You can't talk about America's independent cinema without mentioning one of its most important voices, director and screenwriter John Sayles and his longtime producer, Maggie Renzi. Since his 1980 debut, Return of the Secaucus 7, Sayles and fellow Williams College grad Renzi have teamed up to create novelistic, socially conscious dramas with a soul. Currently wrapping up their latest, Honeydripper, Sayles and Renzi took a moment to ponder the past and future of independent film for Creative Loafing on the eve of their appearance at the Atlanta Film Festival.
In terms of innovative content and the ease of financing projects, has making independent films become easier or harder since you both began making films?
John: Harder. Thoughtful films are as rare as ever. Financing for films of budgets more than a million dollars is still almost impossible to find. It feels harder, because shouldn't it be easier when movies are all anybody talks about these days?
There has been a huge proliferation in film festivals, but the Atlanta Film Festival, which is honoring you both with an Ossie Davis Award this year for creative excellence and dynamic contributions to the art of cinema, has been around for three decades. What does a film festival need to do now to maintain a strong, unique identity within this larger playing field?
John: It has to serve its local public well. A good festival has to be well-organized and responsive to the local audience: Some films should challenge and others should be crowd pleasers. The best festivals broaden the horizons of the people who go to them.

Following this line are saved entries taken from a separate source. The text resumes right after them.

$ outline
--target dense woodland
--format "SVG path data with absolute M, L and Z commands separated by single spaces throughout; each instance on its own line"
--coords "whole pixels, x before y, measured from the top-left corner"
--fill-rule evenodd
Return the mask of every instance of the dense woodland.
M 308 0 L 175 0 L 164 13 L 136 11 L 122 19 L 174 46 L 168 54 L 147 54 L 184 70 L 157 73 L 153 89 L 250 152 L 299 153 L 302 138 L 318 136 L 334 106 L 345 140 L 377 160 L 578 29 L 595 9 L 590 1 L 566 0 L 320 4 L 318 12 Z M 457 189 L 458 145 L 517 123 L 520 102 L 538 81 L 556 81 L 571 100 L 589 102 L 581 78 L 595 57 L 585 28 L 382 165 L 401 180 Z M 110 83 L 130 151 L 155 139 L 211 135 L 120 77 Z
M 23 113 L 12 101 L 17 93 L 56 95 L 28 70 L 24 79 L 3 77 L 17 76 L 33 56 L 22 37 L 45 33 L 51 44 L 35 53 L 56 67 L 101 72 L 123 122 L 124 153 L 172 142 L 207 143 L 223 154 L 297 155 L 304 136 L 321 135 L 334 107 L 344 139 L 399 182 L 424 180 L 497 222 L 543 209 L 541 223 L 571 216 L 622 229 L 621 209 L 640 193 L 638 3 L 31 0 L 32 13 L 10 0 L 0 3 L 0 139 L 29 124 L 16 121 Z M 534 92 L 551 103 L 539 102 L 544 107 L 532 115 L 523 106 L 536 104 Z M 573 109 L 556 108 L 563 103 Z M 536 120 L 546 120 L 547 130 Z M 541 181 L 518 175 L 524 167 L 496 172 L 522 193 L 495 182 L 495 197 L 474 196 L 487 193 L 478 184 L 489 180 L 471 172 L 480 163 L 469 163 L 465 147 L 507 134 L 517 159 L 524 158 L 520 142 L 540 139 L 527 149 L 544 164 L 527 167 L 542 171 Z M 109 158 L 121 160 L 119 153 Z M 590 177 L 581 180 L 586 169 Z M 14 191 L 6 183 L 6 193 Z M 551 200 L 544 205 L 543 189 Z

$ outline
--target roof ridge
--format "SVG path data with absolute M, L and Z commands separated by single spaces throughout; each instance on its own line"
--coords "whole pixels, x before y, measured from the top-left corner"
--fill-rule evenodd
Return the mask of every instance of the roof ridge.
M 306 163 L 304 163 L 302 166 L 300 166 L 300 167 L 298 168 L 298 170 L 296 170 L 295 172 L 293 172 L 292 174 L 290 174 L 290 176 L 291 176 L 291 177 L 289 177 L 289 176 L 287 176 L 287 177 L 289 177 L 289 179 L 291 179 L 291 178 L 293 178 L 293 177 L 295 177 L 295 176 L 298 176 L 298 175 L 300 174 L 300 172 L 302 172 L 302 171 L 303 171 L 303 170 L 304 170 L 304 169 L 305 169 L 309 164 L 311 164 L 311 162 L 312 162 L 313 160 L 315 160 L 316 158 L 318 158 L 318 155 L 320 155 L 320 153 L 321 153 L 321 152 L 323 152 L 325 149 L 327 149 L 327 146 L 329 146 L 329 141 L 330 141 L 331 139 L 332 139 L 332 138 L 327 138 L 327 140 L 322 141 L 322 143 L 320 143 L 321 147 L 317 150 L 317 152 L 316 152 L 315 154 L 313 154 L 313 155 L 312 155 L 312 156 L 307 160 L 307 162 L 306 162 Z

Leadership is vital in a successful festival and the festival board needs to be involved, decisive and also flexible and supportive of the leadership.
What is your definition of an independent film?
John: Same as it ever was: The director is the storyteller, controls the casting and has final cut.
What does there need to be more of in filmmaking these days?
John: Better journalism. More adult independent filmmakers. More women making movies. More imagination from distributors.
An awareness of how larger forces, whether political or social, impact individuals is a reoccurring theme in your films. What social forces have most defined both of you?
John: The Civil Rights Movement, the Vietnam War, the Labor Movement, the Women's Movement.
If you could offer independent filmmakers today some advice, what would you tell them?
John: Make it count. You don't know how many times you're going to get to do it, so make a movie you'd want to go see.
If it's not too personal a question, why have you decided not to marry?
Maggie: John says it's too personal. I say it never seemed necessary.
Who are the independent filmmakers you both admire who are making films on their own terms?
John: Most filmmakers we admire have difficulty sustaining their careers. Among the filmmakers we would like to see more from are Jim McKay, Josh Marston, Nancy Savoca, the Half Nelson team [Ryan Fleck, Anna Boden], Karyn Kusama, Mora Stephens.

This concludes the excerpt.